Colorear: un respiro para la mente 🧠
En nuestro mundo hiperconectado, es fundamental encontrar momentos para bajar el ritmo.
Colorear ofrece una oportunidad única para desconectar, calmar la mente y entrar en un estado de «flow». Este concepto, descrito por el psicólogo Mihaly Csikszentmihalyi, se refiere a un estado de concentración profunda y placentera en el que el tiempo parece detenerse.
Según un estudio de Curry y Kasser (2005), colorear mandalas (motivos circulares estructurados) redujo significativamente la ansiedad en estudiantes universitarios.
Los participantes que coloreaban mandalas presentaban una reducción del estrés mayor que aquellos que dibujaban libremente o no realizaban ninguna actividad artística.
Múltiples beneficios emocionales y cognitivos
Reducción del estrés y la ansiedad
Una réplica del estudio de Curry y Kasser, realizada por Van der Vennet y Serice (2012), confirmó estos resultados: el colorear de forma estructurada, como el de mandalas o motivos a cuadros, ayuda a reducir eficazmente el estrés.
Estas actividades permiten que la mente se concentre en formas repetitivas y predecibles, creando así una experiencia relajante.
Estimulación de la creatividad y la concentración
Investigaciones como las de Kaimal et al. (2017) han demostrado que colorear fomenta la creatividad al estimular zonas cerebrales asociadas a la resolución de problemas y a la percepción de uno mismo.
Colorear en un estudio o taller, con o sin terapeuta, también mejora la perseverancia y la percepción de la autoeficacia.

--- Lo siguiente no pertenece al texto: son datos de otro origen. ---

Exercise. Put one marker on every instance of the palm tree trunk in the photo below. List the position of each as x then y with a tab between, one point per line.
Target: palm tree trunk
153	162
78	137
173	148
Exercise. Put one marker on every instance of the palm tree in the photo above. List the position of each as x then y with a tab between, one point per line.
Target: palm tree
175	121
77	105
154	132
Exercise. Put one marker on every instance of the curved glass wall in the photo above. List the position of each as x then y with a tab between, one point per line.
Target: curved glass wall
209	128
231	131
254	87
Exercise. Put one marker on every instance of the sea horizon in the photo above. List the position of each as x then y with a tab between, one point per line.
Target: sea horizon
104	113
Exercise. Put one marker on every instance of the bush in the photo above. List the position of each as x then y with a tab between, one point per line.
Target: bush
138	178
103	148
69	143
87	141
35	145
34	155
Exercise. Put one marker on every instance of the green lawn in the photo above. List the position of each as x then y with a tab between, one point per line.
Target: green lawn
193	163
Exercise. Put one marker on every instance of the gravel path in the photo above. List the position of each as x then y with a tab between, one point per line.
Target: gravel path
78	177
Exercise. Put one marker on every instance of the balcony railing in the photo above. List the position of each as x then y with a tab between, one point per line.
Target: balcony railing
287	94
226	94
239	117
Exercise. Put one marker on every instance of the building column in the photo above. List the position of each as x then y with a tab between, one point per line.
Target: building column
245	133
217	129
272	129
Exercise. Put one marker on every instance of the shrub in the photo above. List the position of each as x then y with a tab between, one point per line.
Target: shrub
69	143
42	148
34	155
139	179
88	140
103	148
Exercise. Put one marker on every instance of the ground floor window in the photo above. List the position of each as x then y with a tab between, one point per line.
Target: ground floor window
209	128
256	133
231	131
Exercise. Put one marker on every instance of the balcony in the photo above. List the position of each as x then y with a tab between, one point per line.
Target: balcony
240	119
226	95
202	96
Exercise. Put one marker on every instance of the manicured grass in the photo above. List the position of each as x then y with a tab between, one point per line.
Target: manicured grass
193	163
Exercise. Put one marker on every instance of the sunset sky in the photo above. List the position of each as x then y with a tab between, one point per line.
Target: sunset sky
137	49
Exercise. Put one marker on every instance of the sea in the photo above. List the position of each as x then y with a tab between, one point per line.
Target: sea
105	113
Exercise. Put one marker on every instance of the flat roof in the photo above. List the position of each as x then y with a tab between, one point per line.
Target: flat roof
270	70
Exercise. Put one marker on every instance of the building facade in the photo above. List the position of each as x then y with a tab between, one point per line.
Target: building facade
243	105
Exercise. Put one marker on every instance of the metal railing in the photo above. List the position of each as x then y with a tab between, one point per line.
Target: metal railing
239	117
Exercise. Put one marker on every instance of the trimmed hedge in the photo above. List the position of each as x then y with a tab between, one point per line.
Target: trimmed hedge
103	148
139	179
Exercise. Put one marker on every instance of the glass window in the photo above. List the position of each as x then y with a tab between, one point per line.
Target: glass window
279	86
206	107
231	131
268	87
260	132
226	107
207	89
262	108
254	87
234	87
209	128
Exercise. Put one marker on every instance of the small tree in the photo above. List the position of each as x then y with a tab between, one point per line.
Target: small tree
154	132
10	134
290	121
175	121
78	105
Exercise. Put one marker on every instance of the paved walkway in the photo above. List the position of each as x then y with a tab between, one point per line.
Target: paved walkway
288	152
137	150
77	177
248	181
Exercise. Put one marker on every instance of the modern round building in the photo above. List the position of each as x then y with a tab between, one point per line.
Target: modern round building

Mejora de la calidad de vida
En un contexto clínico, un estudio de Hattori et al. (2011) reveló que colorear puede mejorar la calidad de vida de los pacientes con enfermedades neurodegenerativas como el Alzheimer. Los participantes vieron cómo disminuía su apatía y aumentaba su vitalidad, y demostraron que esta actividad puede tener un impacto cuantificable incluso en condiciones difíciles.
¿Por qué funciona tan bien colorear?
Una actividad estructurada y accesible
Colorear ofrece un marco sencillo, que elimina la ansiedad asociada a una página en blanco o a la creación artística libre.
Como señaló Wilkinson (2019), esta estructura ofrece una sensación de seguridad y hace que la actividad sea accesible para todos, independientemente de sus habilidades artísticas.
La influencia de los colores en las emociones
La psicología del color también desempeña un papel clave.
Los tonos fríos, como el azul o el verde, favorecen la serenidad, mientras que los colores cálidos, como el amarillo o el naranja, aportan energía y optimismo.
El simple hecho de elegir colores involucra al cerebro en un proceso de regulación emocional activa.
Incorpora el colorear a tu rutina diaria
1. Elige el material adecuado
Invierte en libros para colorear para adultos (mandalas, motivos geométricos, paisajes) y lápices de calidad para disfrutar de una experiencia agradable.
2. Dedica un tiempo específico
Dedica entre 10 y 15 minutos al día a esta actividad, ya sea durante un descanso o antes de acostarte. Estos pequeños rituales pueden tener un impacto duradero en tu bienestar.
3. Déjate llevar
No busques la perfección. El objetivo es relajarte, no crear una verdadera obra de arte.
Colorear es una herramienta poderosa y a menudo subestimada para trabajar la regulación emocional. Respaldada por estudios científicos, se presenta como una solución accesible para reducir el estrés, estimular la creatividad y mejorar la calidad de vida. Entonces, ¿por qué no dejar que los lápices de colores se conviertan en tus aliados en la búsqueda de la paz interior?